Find out what are data structures and why are they so important. Understand the basic concepts of different data types with the help of examples.
‘Data structures’ is one of the most fundamental subjects in the field of computer science. It is imperative to have an in-depth knowledge of the subject, especially when you are in the programming / developmental domain. In this domain, you need to build efficient software and applications, and here, the in-depth knowledge of Data structures comes handy. But what is data structures? Why are Data structures so important? What are its applications, and what are the types of Data structures? Let’s find out!
What are Data Structures?
By definition, “In computer science, a data structure is a data organization, management and storage format that enables efficient access and modification.” Now let us talk about some big market players in the field of Information Technology- Google, Microsoft and Apple. These companies have terabytes of data at their disposal, which is accessed every second. These data have to be managed efficiently, and data structures come handy. Suppose we cannot locate a particular data among all these data in a short span of time, then there is absolutely no use of handling such a large amount of data right? This is why we need Data structures.

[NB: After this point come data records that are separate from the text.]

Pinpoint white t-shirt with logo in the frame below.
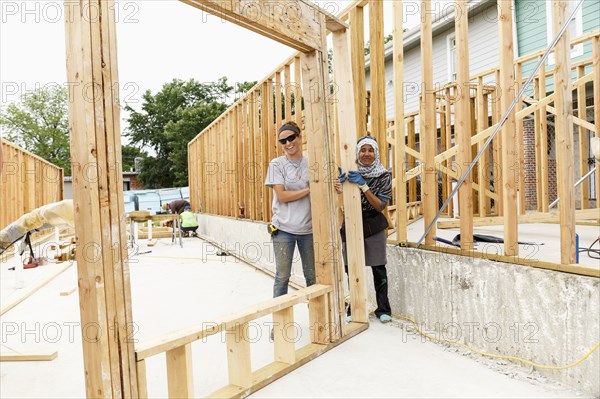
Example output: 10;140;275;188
265;155;312;234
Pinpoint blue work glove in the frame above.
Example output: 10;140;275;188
348;170;367;186
338;166;348;183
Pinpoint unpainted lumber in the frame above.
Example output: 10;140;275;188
553;0;576;264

In simple words, Data structures can be defined as “the way in which data is stored on computer” or “organizing the data in memory.” Data structures are just a set of rules which tells us how to store data. Apart from making the data access efficient, Data structures also reduce the complexity in finding and modifying data. Arrays are the most basic example of Data structures, and we will discuss them later on in the same article.
Why data structures?
Data structures, as discussed above, is one of the most fundamental subjects of computer science. This is because it presents some significant objectives, such as:
- To identify and create useful mathematical entities and operations for the problem.
- It determines the representation of entities and implementation of problems.
- The data structure is also useful for data abstraction (which means hiding the data from unauthorized or third party sources) and analyzes the problem step by step. Apart from that, another important use of (perhaps the most important one) Data structures is to develop algorithms which can be used to find data.
Examples of the importance of Data structures
Let us talk about a dictionary. It is something almost everyone has come across once in a lifetime. Many of us still refer to dictionary even after the introduction of easily accessible internet and online dictionary. A good dictionary generally has tens of thousands of words with their meaning written over a thousand pages! Let us suppose we have to find the definition of a word ‘reputation’. How are you going to find out the meaning?
Firstly, you will open the page which has all the words starting with “re” and then search your word ‘reputation’ which is set in alphabetical order. This makes the search for your desired word much easier! So all thanks to the alphabetical order of the word set by the editors and publishers of the dictionary! So the publishers or the editors have structured or organized the words (or data) in a defined order.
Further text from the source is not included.